In Little v. Streater, 452 U.S. 1, 101 S.Ct. 2202, 68 L.Ed.2d 627 (1981), the mother of an illegitimate child who was a recipient of public assistance alleged that the defendant was the father of the child. The mother was provided with counsel by the state in order to initiate the paternity suit. The defendant's counsel was furnished by a legal aid group for the purpose of requesting that the trial court order blood grouping tests. A state statute then in effect provided that the costs of blood tests were chargeable to the moving party. The defendant asserted indigency and asked the state to subsidize the costs of the tests. The trial court denied the defendant's motion, and no tests were performed. The defendant was subsequently found to be the child's father and ordered to pay support. The appellate court affirmed the denial of the defendant's motion, finding that neither due process nor equal protection rights had been violated in denying the defendant's motion.

On certiorari to the U.S. Supreme Court, the defendant contended that his due process rights were violated when the state refused to pay for blood grouping tests requested by an indigent. The court,

Page 760

citing Boddie v. Connecticut, 401 U.S. 371, 91 S.Ct. 780, 28 L.Ed.2d 113 (1971), stated that " 'due process requires, at a minimum, that absent a countervailing state interest of overriding significance, persons forced to settle their claims of right and duty through the judicial process must be given a meaningful opportunity to be heard.' " (Emphasis supplied.) 452 U.S. at 5-6, 101 S.Ct. at 2205-2206.

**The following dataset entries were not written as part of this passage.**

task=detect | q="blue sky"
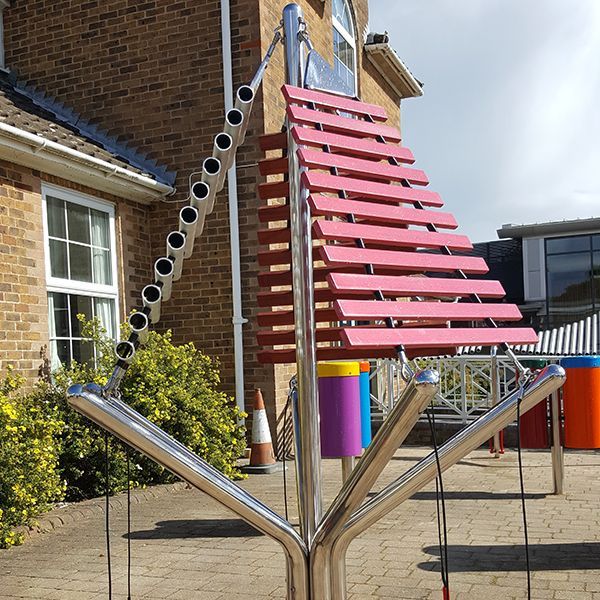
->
[370,0,600,241]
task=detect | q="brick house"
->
[0,0,422,432]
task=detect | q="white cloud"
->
[370,0,600,241]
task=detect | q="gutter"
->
[0,122,175,203]
[221,0,250,424]
[364,42,423,98]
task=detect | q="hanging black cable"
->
[517,388,531,600]
[104,431,112,600]
[125,446,131,600]
[427,407,450,600]
[281,391,292,521]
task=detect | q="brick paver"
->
[0,448,600,600]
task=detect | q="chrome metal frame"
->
[283,4,322,547]
[328,365,565,600]
[67,4,565,600]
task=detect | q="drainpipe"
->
[221,0,248,423]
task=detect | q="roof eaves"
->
[364,34,423,99]
[0,122,175,202]
[9,74,177,187]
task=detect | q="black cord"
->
[282,394,292,521]
[104,431,112,600]
[517,392,531,600]
[427,408,450,598]
[125,446,131,600]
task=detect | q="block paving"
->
[0,448,600,600]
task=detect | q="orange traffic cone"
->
[242,388,281,473]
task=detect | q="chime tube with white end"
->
[179,206,199,258]
[328,365,566,600]
[142,283,162,323]
[223,108,244,161]
[103,340,135,395]
[234,85,255,145]
[212,132,235,192]
[167,231,185,281]
[190,181,214,237]
[154,256,174,302]
[128,312,150,346]
[201,156,222,214]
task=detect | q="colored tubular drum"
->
[359,360,372,448]
[560,356,600,450]
[519,359,550,450]
[317,362,362,458]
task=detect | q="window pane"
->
[73,340,94,365]
[48,292,69,338]
[69,244,92,282]
[333,29,356,93]
[546,235,590,254]
[92,248,112,285]
[46,196,67,239]
[90,209,110,248]
[67,202,90,244]
[51,340,71,367]
[546,253,593,326]
[593,252,600,310]
[69,294,94,337]
[332,0,352,35]
[49,240,69,279]
[94,298,117,339]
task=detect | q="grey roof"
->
[458,314,600,356]
[0,71,176,186]
[497,217,600,239]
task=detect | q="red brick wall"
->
[0,161,149,379]
[0,161,48,377]
[4,0,398,426]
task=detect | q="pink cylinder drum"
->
[317,362,362,458]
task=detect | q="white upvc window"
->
[331,0,357,96]
[42,185,118,370]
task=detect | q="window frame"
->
[543,232,600,327]
[42,184,119,301]
[42,183,120,363]
[331,0,358,96]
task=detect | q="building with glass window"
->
[491,218,600,329]
[0,0,422,428]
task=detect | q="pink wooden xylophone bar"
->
[257,86,536,362]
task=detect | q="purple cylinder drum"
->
[319,365,362,458]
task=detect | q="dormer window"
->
[0,0,9,69]
[331,0,357,96]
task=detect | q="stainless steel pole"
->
[310,370,439,600]
[283,4,322,548]
[67,384,309,600]
[330,365,565,600]
[341,456,355,485]
[550,391,565,495]
[490,346,500,458]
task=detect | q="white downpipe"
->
[0,123,174,196]
[221,0,248,424]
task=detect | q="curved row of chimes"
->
[253,86,537,363]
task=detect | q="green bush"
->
[44,321,246,500]
[0,368,64,548]
[0,322,246,547]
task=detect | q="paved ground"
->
[0,448,600,600]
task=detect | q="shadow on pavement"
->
[418,542,600,573]
[410,491,551,500]
[123,519,262,540]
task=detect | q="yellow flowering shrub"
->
[36,321,246,500]
[0,368,64,548]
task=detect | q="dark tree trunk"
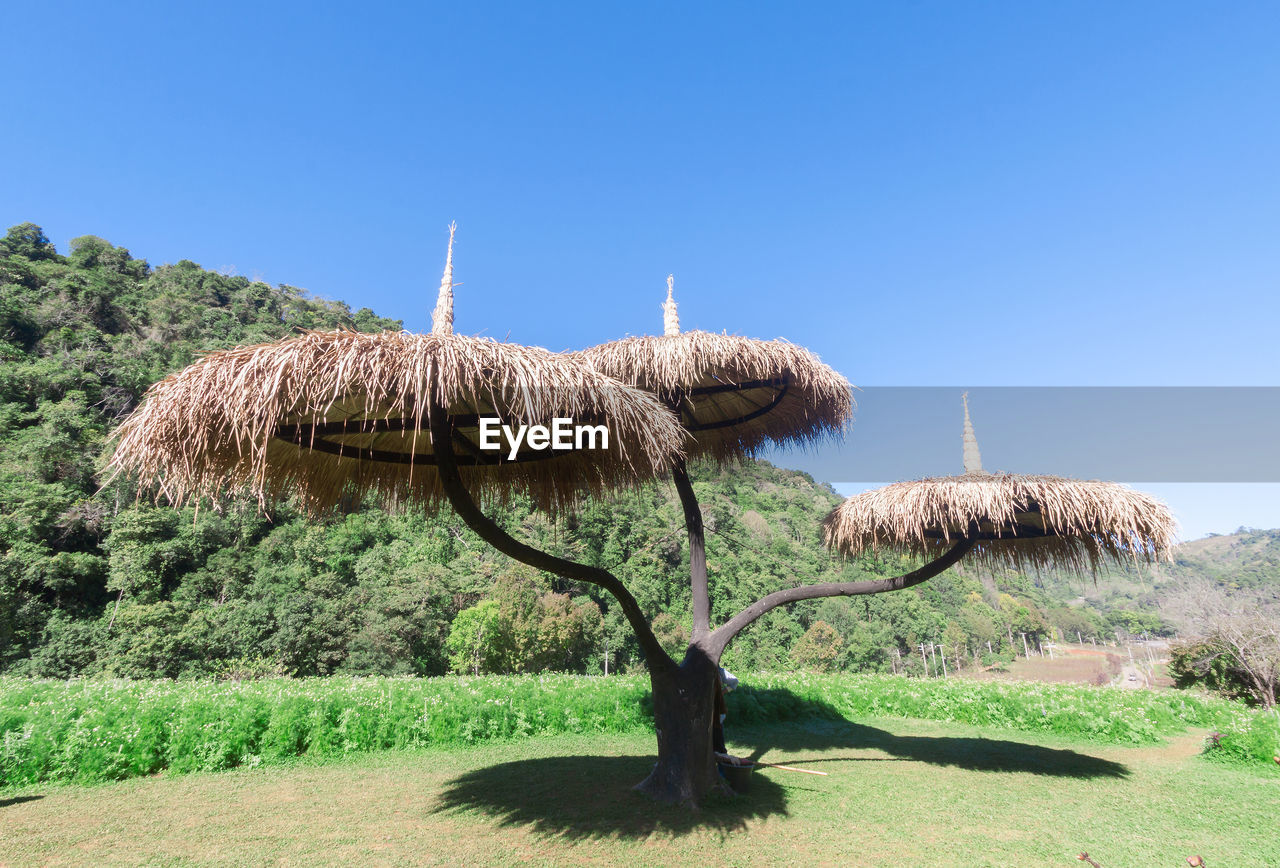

In determining whether or not an indigent paternity [228 Neb. 565] defendant's opportunity to be heard would be rendered "meaningless" by the denial of blood testing at the state's expense, the Court noted that "[s]ince millions of men belong to the possible groups and types, a blood grouping test cannot conclusively establish paternity. However, it can demonstrate nonpaternity.... It is a negative rather than an affirmative test with the potential to scientifically exclude the paternity of a falsely accused putative father." 452 U.S. at 7, 101 S.Ct. at 2206. The Court recognized a 1976 joint report of the American Bar Association (ABA) and the American Medical Association (AMA) which confirmed the fact that blood grouping tests were available to exonerate innocent putative fathers. The ABA-AMA report recommended use of the "seven blood test 'systems'--ABO, Rh, MNSs, Kell, Duffy, Kidd, and HLA." 452 U.S. at 8, 101 S.Ct. at 2206. These systems were found to be " 'reasonable' in cost and to provide a 91% cumulative probability of negating paternity for erroneously accused Negro men and 93% for white men." Id. The Court, citing Justice Brennan in Cortese v. Cortese, 10 N.J.Super. 152, 76 A.2d 717 (1950), wrote:

"[I]n the field of contested paternity ... the truth is so often obscured because social pressures create a conspiracy of silence or, worse, induce deliberate falsity.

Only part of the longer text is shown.